Penyelesaian konflik di tiap negara melibatkan berbagai jenis hukum dan institusi, terutama lembaga keamanan dan peradilan, serta masyarakat sipil. Berkembangnya institusi-institusi tersebut dan perubahan konteks politik bisa berdampak terhadap kapasitas untuk menangani atau menyelesaikan sengketa, atau paling tidak pencegahan konflik menjadi lebih buruk. Di Indonesia dan Timor-Leste, misalnya, sangatlah penting untuk memahami peran, kepentingan institusi, dan posisi kekuasaan relatif dari polisi dan militer, baik di tingkat nasional dan lokal. Instansi ini dan terkadang, pamswakarsa (organ sipil mereka), dapat mempertajam atau menurunkan ketegangan. Akses menuju keadilan juga dimensi yang sangat penting bagi penyelesaian konflik. Jika lembaga peradilan terlalu mengintimidasi, terlalu korup atau terlalu susah untuk dijangkau, maka pihak yang berkonflik akan menggunakan mekanisme tidak resmi, yaitu main hakim sendiri atau berbagai tindak kekerasan untuk menyelesaikan pertikaian mereka.

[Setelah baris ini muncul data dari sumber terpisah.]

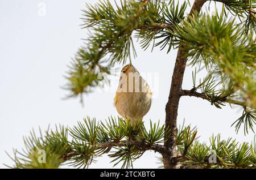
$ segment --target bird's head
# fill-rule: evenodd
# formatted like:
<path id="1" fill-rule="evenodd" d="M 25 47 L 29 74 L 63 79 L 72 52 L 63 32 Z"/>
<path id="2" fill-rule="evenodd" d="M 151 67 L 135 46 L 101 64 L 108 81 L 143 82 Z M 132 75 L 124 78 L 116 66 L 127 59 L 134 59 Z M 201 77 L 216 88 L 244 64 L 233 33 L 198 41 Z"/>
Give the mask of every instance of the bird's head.
<path id="1" fill-rule="evenodd" d="M 121 75 L 122 75 L 123 73 L 125 73 L 126 75 L 126 76 L 129 75 L 129 72 L 133 72 L 133 73 L 138 72 L 138 73 L 137 70 L 131 63 L 125 66 L 122 68 L 121 72 Z"/>

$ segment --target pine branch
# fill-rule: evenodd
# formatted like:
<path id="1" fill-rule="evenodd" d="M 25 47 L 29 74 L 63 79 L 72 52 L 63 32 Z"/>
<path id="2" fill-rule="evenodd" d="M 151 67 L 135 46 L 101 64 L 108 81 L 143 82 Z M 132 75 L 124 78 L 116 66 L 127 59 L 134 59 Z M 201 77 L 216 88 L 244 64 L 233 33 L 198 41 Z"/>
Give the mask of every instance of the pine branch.
<path id="1" fill-rule="evenodd" d="M 104 143 L 99 143 L 96 144 L 92 147 L 95 150 L 109 148 L 113 147 L 122 147 L 126 146 L 136 146 L 139 148 L 140 151 L 146 151 L 148 150 L 154 151 L 155 152 L 158 152 L 160 154 L 168 153 L 170 152 L 170 149 L 168 148 L 164 147 L 162 145 L 157 144 L 150 144 L 146 143 L 141 141 L 135 141 L 135 140 L 122 140 L 120 142 L 110 142 Z M 80 155 L 76 152 L 72 152 L 63 155 L 61 157 L 64 160 L 68 160 L 69 158 Z"/>
<path id="2" fill-rule="evenodd" d="M 196 0 L 192 6 L 189 16 L 192 16 L 195 13 L 199 13 L 206 0 Z M 172 74 L 171 89 L 170 91 L 168 100 L 166 106 L 166 127 L 169 127 L 171 132 L 166 136 L 166 141 L 164 145 L 172 149 L 172 153 L 164 157 L 165 168 L 175 168 L 176 166 L 175 162 L 170 161 L 173 156 L 176 156 L 176 142 L 177 138 L 177 116 L 179 102 L 181 97 L 181 90 L 183 80 L 184 72 L 186 67 L 187 58 L 186 57 L 188 51 L 183 49 L 182 46 L 178 49 L 176 62 Z"/>
<path id="3" fill-rule="evenodd" d="M 210 96 L 207 95 L 207 94 L 197 92 L 195 91 L 194 89 L 193 89 L 191 90 L 182 90 L 181 95 L 182 95 L 182 96 L 193 96 L 193 97 L 199 97 L 199 98 L 203 98 L 204 100 L 209 100 L 209 101 L 211 101 L 212 100 L 213 98 L 217 102 L 227 102 L 227 103 L 229 103 L 229 104 L 240 105 L 242 107 L 249 107 L 249 108 L 253 108 L 253 106 L 250 107 L 250 105 L 248 105 L 245 102 L 242 102 L 242 101 L 240 101 L 238 100 L 228 98 L 226 97 L 216 96 L 216 97 L 214 97 L 213 98 L 213 97 L 210 98 Z"/>

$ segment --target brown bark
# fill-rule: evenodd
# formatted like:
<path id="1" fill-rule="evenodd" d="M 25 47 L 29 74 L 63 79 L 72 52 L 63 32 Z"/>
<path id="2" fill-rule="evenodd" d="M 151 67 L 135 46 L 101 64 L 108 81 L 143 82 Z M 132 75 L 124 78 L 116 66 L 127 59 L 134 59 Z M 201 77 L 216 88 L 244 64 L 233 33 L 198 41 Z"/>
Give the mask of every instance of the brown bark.
<path id="1" fill-rule="evenodd" d="M 195 0 L 189 16 L 195 12 L 199 12 L 207 0 Z M 182 82 L 187 59 L 185 57 L 188 52 L 179 48 L 172 74 L 168 100 L 166 106 L 166 128 L 170 128 L 171 132 L 166 135 L 164 146 L 171 149 L 169 154 L 163 155 L 164 168 L 177 168 L 177 156 L 176 150 L 177 137 L 177 116 L 179 102 L 182 92 Z"/>

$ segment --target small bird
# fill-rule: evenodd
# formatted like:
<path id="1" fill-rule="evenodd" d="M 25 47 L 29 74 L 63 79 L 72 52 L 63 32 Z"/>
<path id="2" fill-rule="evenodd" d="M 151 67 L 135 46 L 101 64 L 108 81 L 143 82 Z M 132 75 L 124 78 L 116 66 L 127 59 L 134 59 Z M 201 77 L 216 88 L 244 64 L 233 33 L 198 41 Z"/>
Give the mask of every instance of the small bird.
<path id="1" fill-rule="evenodd" d="M 131 65 L 121 70 L 114 105 L 118 113 L 134 127 L 151 105 L 152 92 L 147 83 Z"/>

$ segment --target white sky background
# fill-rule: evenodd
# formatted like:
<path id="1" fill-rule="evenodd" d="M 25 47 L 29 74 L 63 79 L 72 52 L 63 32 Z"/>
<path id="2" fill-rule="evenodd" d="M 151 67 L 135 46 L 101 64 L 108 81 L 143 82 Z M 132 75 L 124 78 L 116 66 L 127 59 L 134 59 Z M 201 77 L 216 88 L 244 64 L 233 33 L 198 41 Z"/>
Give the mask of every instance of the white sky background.
<path id="1" fill-rule="evenodd" d="M 32 127 L 46 129 L 49 124 L 72 127 L 77 121 L 89 115 L 97 119 L 117 116 L 113 105 L 114 92 L 96 91 L 84 96 L 84 106 L 79 100 L 63 100 L 68 93 L 61 88 L 67 81 L 63 76 L 71 58 L 82 45 L 81 38 L 86 31 L 81 29 L 80 10 L 85 3 L 93 0 L 1 0 L 0 1 L 0 168 L 2 163 L 12 164 L 5 151 L 23 147 L 23 136 Z M 114 2 L 114 1 L 113 1 Z M 38 16 L 40 2 L 46 5 L 45 16 Z M 220 4 L 218 4 L 221 7 Z M 210 9 L 214 10 L 214 3 Z M 208 8 L 204 6 L 203 9 Z M 159 74 L 159 95 L 144 117 L 145 123 L 151 118 L 164 123 L 164 108 L 167 101 L 176 50 L 153 53 L 141 50 L 136 44 L 137 58 L 133 61 L 141 72 Z M 117 65 L 117 67 L 121 66 Z M 192 88 L 192 70 L 188 67 L 183 88 Z M 151 84 L 152 85 L 152 84 Z M 117 87 L 116 82 L 112 84 Z M 197 126 L 200 140 L 209 142 L 212 133 L 221 133 L 224 138 L 232 136 L 240 141 L 250 142 L 254 134 L 245 136 L 242 130 L 237 135 L 232 123 L 241 115 L 240 108 L 222 109 L 211 106 L 205 100 L 183 97 L 180 100 L 178 122 Z M 134 162 L 134 168 L 156 168 L 156 156 L 147 152 Z M 92 168 L 112 168 L 111 159 L 97 158 Z"/>

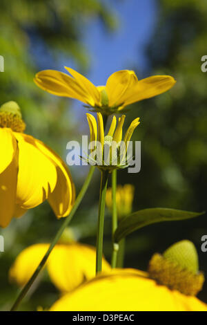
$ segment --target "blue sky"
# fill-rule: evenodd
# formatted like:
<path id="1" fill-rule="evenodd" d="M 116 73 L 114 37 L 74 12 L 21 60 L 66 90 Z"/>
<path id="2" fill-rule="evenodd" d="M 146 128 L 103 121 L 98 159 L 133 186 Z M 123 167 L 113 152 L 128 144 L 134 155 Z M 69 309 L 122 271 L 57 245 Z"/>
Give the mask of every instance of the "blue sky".
<path id="1" fill-rule="evenodd" d="M 156 22 L 156 0 L 103 2 L 112 3 L 119 26 L 115 32 L 106 33 L 99 21 L 93 21 L 83 35 L 92 59 L 87 77 L 96 85 L 104 84 L 114 71 L 146 66 L 144 49 Z"/>

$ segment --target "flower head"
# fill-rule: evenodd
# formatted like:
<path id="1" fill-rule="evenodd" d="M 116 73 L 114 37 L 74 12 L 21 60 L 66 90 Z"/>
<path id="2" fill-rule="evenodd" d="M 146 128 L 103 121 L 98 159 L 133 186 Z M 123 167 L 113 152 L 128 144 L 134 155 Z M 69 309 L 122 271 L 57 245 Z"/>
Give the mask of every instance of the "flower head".
<path id="1" fill-rule="evenodd" d="M 169 75 L 155 75 L 138 80 L 134 71 L 121 70 L 112 73 L 106 86 L 95 86 L 78 72 L 65 68 L 71 75 L 55 70 L 44 70 L 37 73 L 34 82 L 48 93 L 77 99 L 106 115 L 165 93 L 176 82 Z"/>
<path id="2" fill-rule="evenodd" d="M 135 187 L 131 184 L 118 185 L 116 192 L 116 203 L 119 218 L 130 214 L 132 210 Z M 110 210 L 112 208 L 112 188 L 106 191 L 106 203 Z"/>
<path id="3" fill-rule="evenodd" d="M 91 154 L 88 161 L 100 169 L 112 170 L 128 167 L 132 158 L 128 147 L 135 128 L 139 124 L 139 118 L 135 118 L 128 127 L 122 140 L 122 128 L 126 116 L 121 115 L 117 125 L 113 117 L 107 135 L 104 135 L 103 117 L 97 113 L 97 122 L 95 117 L 86 113 L 90 132 Z M 132 148 L 130 148 L 132 149 Z"/>
<path id="4" fill-rule="evenodd" d="M 24 134 L 18 104 L 0 109 L 0 226 L 48 199 L 56 216 L 67 216 L 75 189 L 64 162 L 48 147 Z"/>
<path id="5" fill-rule="evenodd" d="M 67 236 L 68 234 L 66 234 Z M 39 243 L 23 250 L 12 266 L 9 277 L 19 286 L 24 286 L 50 246 Z M 69 292 L 95 275 L 95 248 L 77 243 L 66 235 L 55 245 L 46 263 L 46 269 L 52 282 L 61 292 Z M 103 272 L 109 272 L 110 266 L 103 258 Z"/>

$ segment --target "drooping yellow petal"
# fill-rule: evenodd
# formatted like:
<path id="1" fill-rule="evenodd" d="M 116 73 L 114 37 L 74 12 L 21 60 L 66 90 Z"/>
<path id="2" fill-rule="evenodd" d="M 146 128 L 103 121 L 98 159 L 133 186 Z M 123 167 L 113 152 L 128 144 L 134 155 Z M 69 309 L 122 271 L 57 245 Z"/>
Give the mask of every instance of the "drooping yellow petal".
<path id="1" fill-rule="evenodd" d="M 97 124 L 95 117 L 86 113 L 87 120 L 90 129 L 90 142 L 96 141 L 97 139 Z"/>
<path id="2" fill-rule="evenodd" d="M 70 292 L 84 281 L 95 276 L 95 248 L 77 243 L 57 245 L 48 263 L 48 271 L 53 284 L 62 292 Z M 103 259 L 103 271 L 110 266 Z"/>
<path id="3" fill-rule="evenodd" d="M 157 284 L 144 272 L 126 269 L 89 281 L 57 300 L 50 310 L 207 311 L 207 305 Z"/>
<path id="4" fill-rule="evenodd" d="M 8 167 L 0 174 L 0 227 L 7 227 L 14 216 L 17 173 L 18 151 Z"/>
<path id="5" fill-rule="evenodd" d="M 74 77 L 79 84 L 81 86 L 81 88 L 85 90 L 86 93 L 88 94 L 90 98 L 90 102 L 91 106 L 100 104 L 100 93 L 97 87 L 90 82 L 88 79 L 86 78 L 83 75 L 81 75 L 78 72 L 65 66 L 65 68 Z"/>
<path id="6" fill-rule="evenodd" d="M 65 162 L 49 147 L 41 141 L 34 139 L 34 144 L 56 166 L 57 180 L 53 191 L 48 193 L 48 202 L 58 218 L 69 214 L 75 200 L 75 187 L 71 174 Z"/>
<path id="7" fill-rule="evenodd" d="M 139 118 L 135 118 L 135 120 L 134 120 L 131 122 L 130 125 L 128 128 L 128 130 L 125 133 L 125 136 L 124 136 L 124 141 L 125 142 L 125 145 L 126 145 L 126 148 L 128 147 L 128 144 L 127 144 L 128 141 L 130 140 L 130 138 L 131 138 L 131 137 L 133 134 L 133 132 L 134 132 L 135 129 L 136 129 L 136 127 L 139 124 L 140 124 Z"/>
<path id="8" fill-rule="evenodd" d="M 55 70 L 43 70 L 36 74 L 34 81 L 39 87 L 50 93 L 91 104 L 91 98 L 87 91 L 75 78 L 66 73 Z"/>
<path id="9" fill-rule="evenodd" d="M 108 79 L 106 90 L 108 96 L 109 106 L 122 103 L 121 98 L 125 91 L 138 82 L 134 71 L 121 70 L 112 73 Z"/>
<path id="10" fill-rule="evenodd" d="M 128 87 L 122 96 L 124 106 L 139 100 L 150 98 L 170 89 L 176 81 L 169 75 L 154 75 L 142 79 L 132 87 Z"/>
<path id="11" fill-rule="evenodd" d="M 104 128 L 103 117 L 101 113 L 97 113 L 97 120 L 98 120 L 98 141 L 101 145 L 102 150 L 103 149 L 104 143 Z"/>
<path id="12" fill-rule="evenodd" d="M 23 250 L 10 269 L 10 280 L 16 282 L 19 286 L 24 286 L 32 277 L 48 248 L 49 244 L 39 243 Z"/>
<path id="13" fill-rule="evenodd" d="M 0 174 L 13 160 L 17 149 L 17 140 L 11 129 L 0 127 Z"/>
<path id="14" fill-rule="evenodd" d="M 116 116 L 113 116 L 110 129 L 108 132 L 108 136 L 113 136 L 113 134 L 115 133 L 115 129 L 116 129 L 116 125 L 117 125 L 117 118 Z"/>
<path id="15" fill-rule="evenodd" d="M 19 147 L 17 203 L 29 209 L 43 202 L 54 191 L 57 172 L 54 162 L 37 147 L 34 138 L 16 132 L 14 134 Z"/>
<path id="16" fill-rule="evenodd" d="M 115 135 L 113 136 L 113 141 L 119 143 L 121 141 L 122 139 L 122 127 L 124 122 L 126 115 L 122 115 L 121 117 L 119 119 L 119 124 L 115 131 Z"/>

Peraturan-peraturan baru atau keputusan peradilan dapat membantu atau malah mencederai kemungkinan penyelesaian konflik, dan karenanya sangat penting untuk memahami kapan dan bagaimana regulasi itu diterapkan oleh pihak yang bertikai. Contohnya di Indonesia, Undang-Undang Penanggulanan Konflik Sosial tahun 2012 dan peraturan-peraturan turunannya memberikan kekuasaan baru bagi pemerintah daerah untuk menetapkan status "Keadaan Konflik" di suatu wilayah dan membatasi aktivitas masyarakat di area tersebut. Keputusan tahun 2013 dari Mahkamah Konstitusi yang mengakui konsep hutan adat, telah membuka kemungkinan-kemungkinan baru bagi komunitas adat untuk mengklaim kembali kepemilikan hutan negara. Dengan demikian, keputusan tersebut telah membuka kesempatan untuk penyelesaian konflik lama dan bahkan membuka kemungkinan munculnya konflik baru.
Dalam perjalanannya, IPAC akan terus mencermati perkembangan hukum dan institusi-institusi tersebut yang berhubungan dengan konflik.